Guidelines
Abstract Title (12 Pitch, Times New Roman
two line maximum (lower case except for first word)
Student's Name in Italic1and Co-Author's Name2
Student's Home Department (Department of Hydrology & Atmospheric Sciences)
1Student's Affiliation, City, State Abbreviation
2Co-Author's Affiliation, City, State Abbreviation
Body of Abstract - 12 Pitch, Times New Roman
Single Space
Justify Block - No Tab Indents
Word Count for body of abstract - No more than 250 words.
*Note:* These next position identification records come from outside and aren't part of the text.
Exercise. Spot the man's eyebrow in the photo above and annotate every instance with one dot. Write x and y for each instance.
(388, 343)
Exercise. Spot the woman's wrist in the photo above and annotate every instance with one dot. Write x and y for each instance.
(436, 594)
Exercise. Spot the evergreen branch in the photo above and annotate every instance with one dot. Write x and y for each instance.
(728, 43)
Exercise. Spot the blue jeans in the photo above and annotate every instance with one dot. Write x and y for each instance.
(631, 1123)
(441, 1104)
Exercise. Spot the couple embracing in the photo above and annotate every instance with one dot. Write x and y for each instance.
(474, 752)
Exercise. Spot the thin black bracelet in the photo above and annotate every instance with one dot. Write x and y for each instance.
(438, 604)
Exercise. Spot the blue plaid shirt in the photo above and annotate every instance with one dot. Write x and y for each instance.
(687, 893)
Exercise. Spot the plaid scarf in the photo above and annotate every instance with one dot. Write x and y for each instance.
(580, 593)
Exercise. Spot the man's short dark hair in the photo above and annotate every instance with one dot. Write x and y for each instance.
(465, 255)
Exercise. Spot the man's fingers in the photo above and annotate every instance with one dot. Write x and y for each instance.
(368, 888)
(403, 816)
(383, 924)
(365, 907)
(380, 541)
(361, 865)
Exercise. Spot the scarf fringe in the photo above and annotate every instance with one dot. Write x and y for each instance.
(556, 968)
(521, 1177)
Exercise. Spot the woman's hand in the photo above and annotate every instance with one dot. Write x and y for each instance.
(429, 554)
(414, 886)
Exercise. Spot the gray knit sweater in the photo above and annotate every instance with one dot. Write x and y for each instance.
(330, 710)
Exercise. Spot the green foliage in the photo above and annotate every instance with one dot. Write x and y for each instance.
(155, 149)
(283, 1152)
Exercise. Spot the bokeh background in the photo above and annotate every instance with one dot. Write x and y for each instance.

If these guidelines are not followed, your abstract will be returned to you for corrections.
Sample
Optimal use of ground-based gravity and piezometer-response
data in constraining a ground-water flow model
Jeff T.Cordova1, T.P.A.Ferré1, and M.C.Hill2
1Department of Hydrology and Atmospheric Sciences
The University of Arizona, Tucson, AZ
2US Geological Survey, Boulder, Colorado
Geophysical methods offer potential benefits for hydrologic investigations because they incorporate noninvasive, non-destructive measurements that are hydrologically relevant. Few formal assessments of the utility of geophysical data for constraining hydrologic models, however, have been done. This study compares the utility of relative-gravity measurements to the utility of water-level measurements for constraining aquifer parameters in a model of transient ground-water flow in an unconfined aquifer. Water-level responses to pumping in a homogeneous aquifer are simulated using the computer program MODFLOW 2000. Gravitational responses at land surface are calculated from these water-level responses on the basis of the change in water storage throughout the domain. The infinite slab approximation is then used to invert these gravity responses to water-level measurements. All water-level and gravity observations and inverted water-levels are used to constrain the aquifer storage coefficient and transmissivity using the computer program UCODE. Results demonstrate that the estimated aquifer parameters are comparable when the quantity of gravity measurements is equal to the quantity of water-level measurements. Aquifer parameters computed from the inverted water-levels were not comparable to the aquifer parameters computed from observed water levels.